# NewCo Hourly Urban Emissions Data - Dataset Cleaning
@mattyarri

**Date:** Feb 2, 2022

**Goal:** We now have hourly urban emissions data, by census block, across a 8 broad sectors of the economy. We want to create some exploratory views of this data, to support an upcoming meeting between the NewCo team and Jane Lubchenko on Feburary 10th. Some things we want to be able to do in this notebook:
* Query the hourly dataset, create new columns showing aggregations for hourly, weekly, and annual emissions
* Merge the dataset, which is at the census block level, with data from the ACS, to enable per-capita emissions
* Show aggregations at the urban area and state level
* Plot data on a map across the US
* Prototype widgets (ie dropdown menus) allowing user to quickly toggle between states, urban areas, etc
* Write function to show "similar cities" based on emission profiles.
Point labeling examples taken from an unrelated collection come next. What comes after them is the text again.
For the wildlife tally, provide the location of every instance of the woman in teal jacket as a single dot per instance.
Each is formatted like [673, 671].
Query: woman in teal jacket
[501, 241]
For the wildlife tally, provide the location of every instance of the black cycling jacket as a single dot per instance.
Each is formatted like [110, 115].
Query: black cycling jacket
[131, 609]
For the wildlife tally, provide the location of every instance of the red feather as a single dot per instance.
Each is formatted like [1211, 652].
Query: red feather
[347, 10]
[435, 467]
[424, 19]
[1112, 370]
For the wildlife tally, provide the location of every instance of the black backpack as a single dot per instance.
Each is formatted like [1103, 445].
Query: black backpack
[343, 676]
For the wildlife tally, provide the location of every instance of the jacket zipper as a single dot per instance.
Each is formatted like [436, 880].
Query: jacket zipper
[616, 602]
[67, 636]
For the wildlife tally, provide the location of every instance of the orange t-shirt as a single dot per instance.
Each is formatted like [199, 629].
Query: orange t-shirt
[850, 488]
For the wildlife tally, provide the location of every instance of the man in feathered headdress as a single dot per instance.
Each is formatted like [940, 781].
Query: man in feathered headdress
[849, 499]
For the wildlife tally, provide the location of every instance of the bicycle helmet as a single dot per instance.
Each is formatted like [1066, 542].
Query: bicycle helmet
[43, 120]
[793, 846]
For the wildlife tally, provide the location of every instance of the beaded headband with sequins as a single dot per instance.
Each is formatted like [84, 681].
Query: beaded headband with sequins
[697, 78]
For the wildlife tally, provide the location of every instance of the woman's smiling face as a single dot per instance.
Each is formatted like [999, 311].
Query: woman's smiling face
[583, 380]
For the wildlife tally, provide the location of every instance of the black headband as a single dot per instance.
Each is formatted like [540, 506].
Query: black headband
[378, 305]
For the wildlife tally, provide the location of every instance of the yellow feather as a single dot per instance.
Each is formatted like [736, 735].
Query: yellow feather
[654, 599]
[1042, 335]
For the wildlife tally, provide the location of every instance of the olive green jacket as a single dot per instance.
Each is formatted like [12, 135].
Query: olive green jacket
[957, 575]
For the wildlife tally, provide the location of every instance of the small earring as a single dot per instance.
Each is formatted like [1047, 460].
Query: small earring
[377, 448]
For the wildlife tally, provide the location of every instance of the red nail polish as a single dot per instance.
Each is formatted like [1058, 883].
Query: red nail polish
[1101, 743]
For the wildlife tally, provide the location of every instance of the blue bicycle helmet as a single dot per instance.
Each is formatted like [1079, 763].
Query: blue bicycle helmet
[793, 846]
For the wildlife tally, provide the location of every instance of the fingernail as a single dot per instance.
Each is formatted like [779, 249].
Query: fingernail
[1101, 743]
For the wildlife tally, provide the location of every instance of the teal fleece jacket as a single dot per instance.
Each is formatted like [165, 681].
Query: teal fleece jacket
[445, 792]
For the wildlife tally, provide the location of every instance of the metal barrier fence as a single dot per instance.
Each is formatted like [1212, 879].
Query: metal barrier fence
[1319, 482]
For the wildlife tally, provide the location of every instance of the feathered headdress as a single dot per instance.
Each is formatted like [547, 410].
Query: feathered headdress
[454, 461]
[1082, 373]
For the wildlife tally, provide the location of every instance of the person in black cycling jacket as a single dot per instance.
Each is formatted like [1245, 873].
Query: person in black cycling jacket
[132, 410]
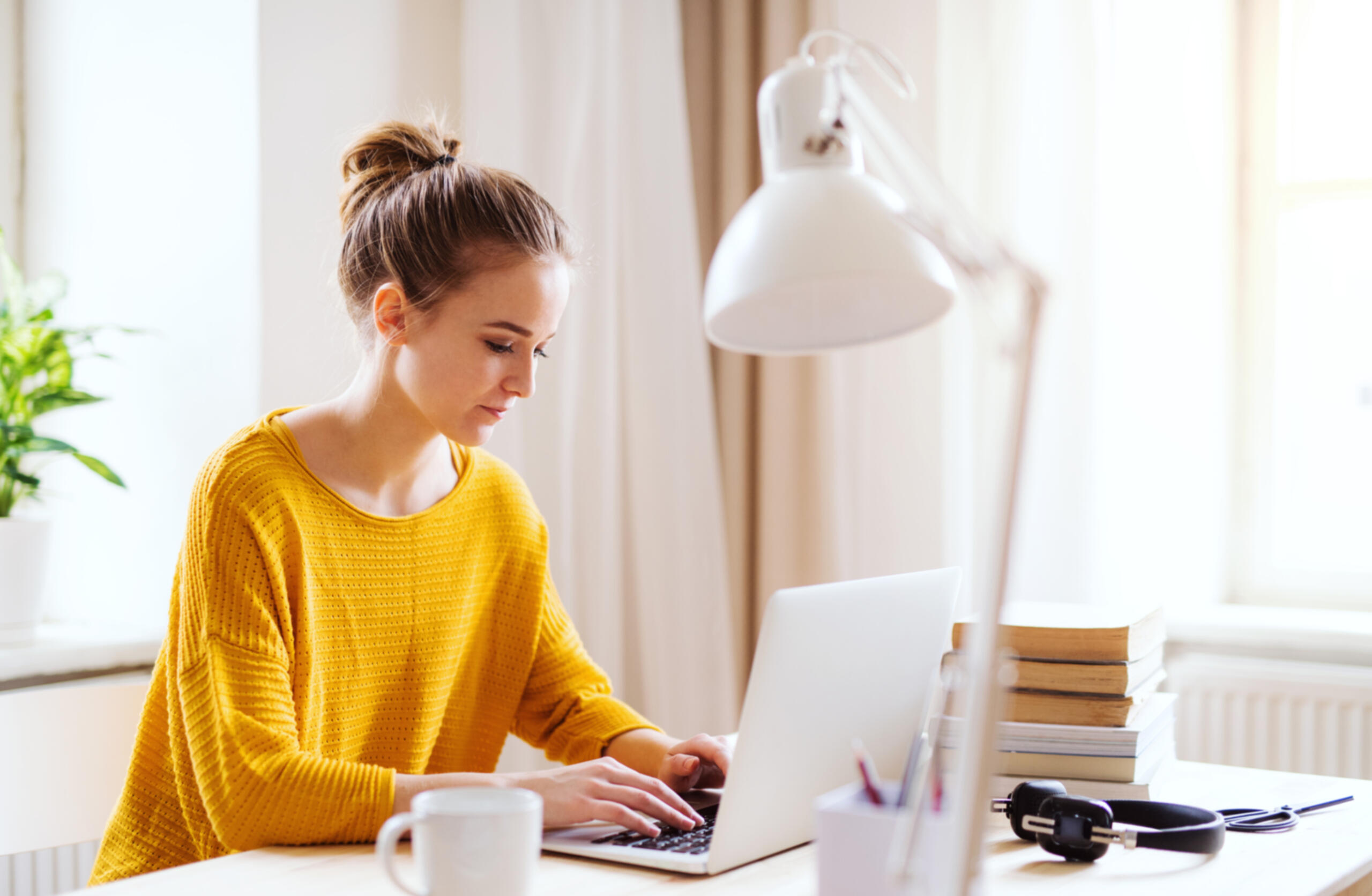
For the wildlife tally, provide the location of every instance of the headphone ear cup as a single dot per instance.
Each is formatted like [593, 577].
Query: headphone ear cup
[1025, 801]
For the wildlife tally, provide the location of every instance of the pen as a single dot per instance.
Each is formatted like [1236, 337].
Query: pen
[869, 774]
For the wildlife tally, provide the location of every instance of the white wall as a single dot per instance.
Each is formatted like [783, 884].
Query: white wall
[330, 69]
[183, 173]
[1097, 139]
[141, 187]
[11, 76]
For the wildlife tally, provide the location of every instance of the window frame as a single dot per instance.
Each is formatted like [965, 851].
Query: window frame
[1261, 198]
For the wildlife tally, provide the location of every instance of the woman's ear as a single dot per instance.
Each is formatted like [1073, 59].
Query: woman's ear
[390, 315]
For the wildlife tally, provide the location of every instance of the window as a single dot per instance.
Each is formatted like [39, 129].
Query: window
[1304, 496]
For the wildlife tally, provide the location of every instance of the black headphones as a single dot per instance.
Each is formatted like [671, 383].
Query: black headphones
[1080, 829]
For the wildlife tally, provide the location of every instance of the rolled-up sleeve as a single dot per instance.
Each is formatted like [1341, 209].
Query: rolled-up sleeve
[567, 708]
[239, 720]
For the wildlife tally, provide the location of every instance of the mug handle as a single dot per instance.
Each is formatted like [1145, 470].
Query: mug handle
[391, 831]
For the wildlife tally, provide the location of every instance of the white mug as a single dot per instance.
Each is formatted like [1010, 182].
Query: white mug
[468, 841]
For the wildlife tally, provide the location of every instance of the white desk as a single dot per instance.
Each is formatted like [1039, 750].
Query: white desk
[1329, 854]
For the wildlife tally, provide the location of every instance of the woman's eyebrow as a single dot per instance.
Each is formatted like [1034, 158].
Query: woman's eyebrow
[515, 328]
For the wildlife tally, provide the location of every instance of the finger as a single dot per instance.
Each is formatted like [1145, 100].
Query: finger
[712, 750]
[687, 767]
[621, 814]
[628, 777]
[645, 802]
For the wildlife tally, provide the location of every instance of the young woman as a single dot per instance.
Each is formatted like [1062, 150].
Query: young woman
[363, 607]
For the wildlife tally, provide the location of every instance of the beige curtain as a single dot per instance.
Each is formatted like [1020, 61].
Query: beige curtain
[767, 408]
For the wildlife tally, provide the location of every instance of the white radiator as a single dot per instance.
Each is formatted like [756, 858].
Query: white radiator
[47, 872]
[1273, 714]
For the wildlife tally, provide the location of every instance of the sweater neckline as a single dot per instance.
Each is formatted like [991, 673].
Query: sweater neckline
[463, 460]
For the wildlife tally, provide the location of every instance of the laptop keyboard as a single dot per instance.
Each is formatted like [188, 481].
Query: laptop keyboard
[695, 841]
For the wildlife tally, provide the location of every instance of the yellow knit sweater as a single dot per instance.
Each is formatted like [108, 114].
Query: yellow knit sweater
[315, 649]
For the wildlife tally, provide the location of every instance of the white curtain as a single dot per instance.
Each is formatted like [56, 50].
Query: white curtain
[1097, 138]
[586, 101]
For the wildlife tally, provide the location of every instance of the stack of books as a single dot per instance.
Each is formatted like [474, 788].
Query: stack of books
[1086, 707]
This includes things like total aggregate emissions for a given sector, but also things like emissions composition (e.g. 30% come from residential)

**Notebook Comment:** Due to the large file sizes involved, this notebook purely handles dataset cleaning and aggregation. A separate notebook file handles all of the visualization schemes.

In [None]:
import sqlalchemy
import pandas as pd
import datetime
import geopandas as gpd
import plotly.express as px
import plotly.io as pio
import numpy as np
import gc
import math

pd.options.mode.chained_assignment = None  # default='warn'

from IPython.display import Markdown, display
def printmd(string):
    display(Markdown(string))

from IPython.core.interactiveshell import InteractiveShell
InteractiveShell.ast_node_interactivity = "all"
pio.templates.default = "none"
%config InlineBackend.figure_format ='retina'

# engine = sqlalchemy.create_engine(
#     sqlalchemy.engine.url.URL(
#         drivername="postgresql",
#         username="postgres",
#         password="UOYo0U7Bz7hl79oABhLP",
#         host="vulcan.c1sk5ntzwqee.us-east-1.rds.amazonaws.com",
#         port="5432",
#         database="vulcan",
#     ),
#     echo_pool=True,
# )
# print("connecting with engine " + str(engine))
# connection = engine.connect()

In [None]:
# First let's read in raw hourly emissions dataset
vulcan_df = pd.read_csv('raw_data_not_on_github/total_2015_hourly.csv')
vulcan_df.head()
vulcan_df.shape

## Dataset Explore (Without Population Data)
First let's start making some dashboard views using just the raw data provided by the Vulcan team, without trying to merge yet any population or economic data.

In [None]:
# Change column naming to drop H's from dataset
def rename_hvars(vname):
    try:
        hstring, hour = vname.split('h')
        return int(hour)
    except:
        return vname
vulcan_df = vulcan_df.rename(rename_hvars,axis='columns') #Note: Will break if any other column has "h" in its name
vulcan_df.head()

In [None]:
#Let's do a quick check for null counts here by row. We'll just sample two columns out of the hourly values for now
vulcan_df[['GEOID10','Sector',1,8760]].isna().sum()

vulcan_df.shape

printmd('#### So an important note here: About 45% of row entries here are null values. Lets do a little more digging here, but definitely a question for Geoff.')

In [None]:
#Let's just check if null values for sensible sectors (airports, marine vehicles, etc)
t_df = vulcan_df[['Sector',1]]
t_df['null_bool'] = t_df[1].isna()
t_df['row_count'] = 1
t_df = t_df.groupby('Sector').sum().reset_index()
t_df['pct_null'] = t_df['null_bool'] / t_df['row_count']
t_df

printmd('#### A lot of these sectors have high percentages of null values. Marine vehicles makes sense, \
        but cement, nonroad, and electricity production seem very suspect.')

In [None]:
#Ok, the next thing we want to do is create 5 dataframes: an hourly, daily, weekly monthly, and yearly dataframe for emissions
#Note: There's a more elegant way to do this, but the elegant way broke memory constraints unfortunately
#Note: It is very important that we do date logic here BEFORE we try to do any dataframe melts. Otherwise we explode memory constraints
vulcan_df.shape

def create_date(h):
    start = datetime.datetime(2015, 1, 1)
    return start + datetime.timedelta(hours=h-1) #Rezero hourly integer column

print('Converting hourly column headers to dates...')
t_df = vulcan_df.rename(lambda x: create_date(x) if isinstance(x,int) else x,axis='columns')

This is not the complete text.